Перевод выполнен по изд.: Anne Thackeray Ritchie. Biographical introduction to The works of W. M. Thackeray in 13 vol. London, 1898, p. XI, XII, XXV-XXXIV; XVII. Thackeray's daughter: some recollections. Compiled by Hester Thackeray and Violet Hammersley (1951), p. 87-88.

"Последний очерк" - фактически эссе-некролог Теккерея, посвященное смерти Шарлотты Бронте, в котором он описывает брак писательницы со священником Николаем и ее новый незавершенный роман "Эмма". В "Корнхилле" этот очерк предварял публикацию "Эммы".

...письмо малютки Эмили к старику Пеготти. - Подразумевается "Дэвид Копперфилд" Диккенса.

...марки "Дерби", - Речь идет о фарфоре, производившемся в XVIII в. в г. Дерби; его марка - корона над буквой Д.

Джимс де ля Плюш - лакей Теккерея не без литературных пристрастий и склонностей, впоследствии давший имя герою с похожими пристрастиями в ранних произведениях Теккерея; также один из многочисленных псевдонимов писателя.

и двумя рыбами.

...удостоился знакомства е великим Гете. - Вот как Теккерей описывает эту встречу: "Я припоминаю очень ясно то тревожное, отчасти тоскливое состояние духа, в которое приведен был я, молодой человек девятнадцати лет, когда получил известие, что в такой-то день господин тайный советник примет меня... Гете был в длинном сером сюртуке, в белом галстуке, с простой ленточкой в петлице.

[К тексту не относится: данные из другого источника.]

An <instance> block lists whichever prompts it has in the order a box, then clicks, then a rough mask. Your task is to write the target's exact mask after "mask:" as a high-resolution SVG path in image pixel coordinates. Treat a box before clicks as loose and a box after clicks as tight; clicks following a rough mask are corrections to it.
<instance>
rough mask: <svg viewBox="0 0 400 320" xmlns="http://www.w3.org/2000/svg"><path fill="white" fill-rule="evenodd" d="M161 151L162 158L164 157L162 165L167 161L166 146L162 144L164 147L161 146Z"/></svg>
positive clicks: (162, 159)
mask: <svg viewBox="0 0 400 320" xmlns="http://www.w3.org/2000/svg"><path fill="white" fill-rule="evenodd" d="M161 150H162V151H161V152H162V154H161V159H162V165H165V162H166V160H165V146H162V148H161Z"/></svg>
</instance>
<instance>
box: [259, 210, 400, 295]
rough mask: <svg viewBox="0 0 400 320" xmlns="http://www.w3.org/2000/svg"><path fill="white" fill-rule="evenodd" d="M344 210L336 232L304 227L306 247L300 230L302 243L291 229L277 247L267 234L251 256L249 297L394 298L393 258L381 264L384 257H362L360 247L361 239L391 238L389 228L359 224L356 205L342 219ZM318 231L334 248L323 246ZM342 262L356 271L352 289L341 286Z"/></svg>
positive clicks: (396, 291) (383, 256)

Мне показалось, что Гете в старости, вероятно, был красивее, чем в молодости. Голос его был полон и благозвучен... Я в жизни своей не видел ничего светлее, величественнее и здоровее грандиозного старика Гете". Эти воспоминания были написаны Теккереем для книги Генри Льюиса "Жизнь Гете".

А мне еще и посчастливилось обзавестись шпагой Шиллера. - Находясь в Веймаре, Теккерей приобрел шпагу Шиллера и блистал с ней на балах, для которых выписал из Англии даже парадную военную форму лейб-гвардейца. В свое время Теккерей уговорил отчима, майора Кармайкла-Смита, записать его в отряд лейб-гвардейцев, несущих личную охрану королевского семейства. Их форма, сочетающая розовый и голубой цвета, была очень красочной.

...будут вращаться, словно Иксион, - В греческой мифологии за страсть царя Иксиона к Гере Зевс велел привязать Иксиона к вечно вращающемуся колесу - по некоторым версиям мифа, огненному - и забросить в небо.

"Адам Вид" (1859) - роман Джордж Элиот.

"Очерки" Маколея. - Особую известность Маколею принесло трехтомное сочинение "Критические и исторические очерки" (1843), с которым был хорошо знаком Теккерей. В одном из первых номеров журнала "Корнхилл" была напечатана статья только что скончавшегося Маколея.

...вкусили от струй фонтана Треви, как предстояло и нам. Немногие из нас вернулись вновь к фонтану! - По преданию, тот, кто выпьет воды из фонтана Треви в Риме, обязательно вернется в этот город снова.

"Королевские идиллии" (опубл. в 1859 г.), основанный на легендах о короле Артуре и его рыцарях.

...в палаццо Понятовского... - Имеется в виду дворец на виа делла Кроче, в котором Теккерей жил вместе с дочерьми во время своего пребывания в Риме. Вот что вспоминает об этом в одном из писем Теккерей: "Квартиру в Риме мы сняли - очень неразумно - над кондитерской в палаццо Понятовского на виа делла Кроче. Не думайте, будто мы жили в роскоши, здесь каждый второй дом, даже совсем маленький и неприглядный, называется "палаццо", хотя в нем может ничего не быть от того великолепия, которое, как мы обычно полагаем, означает это слово".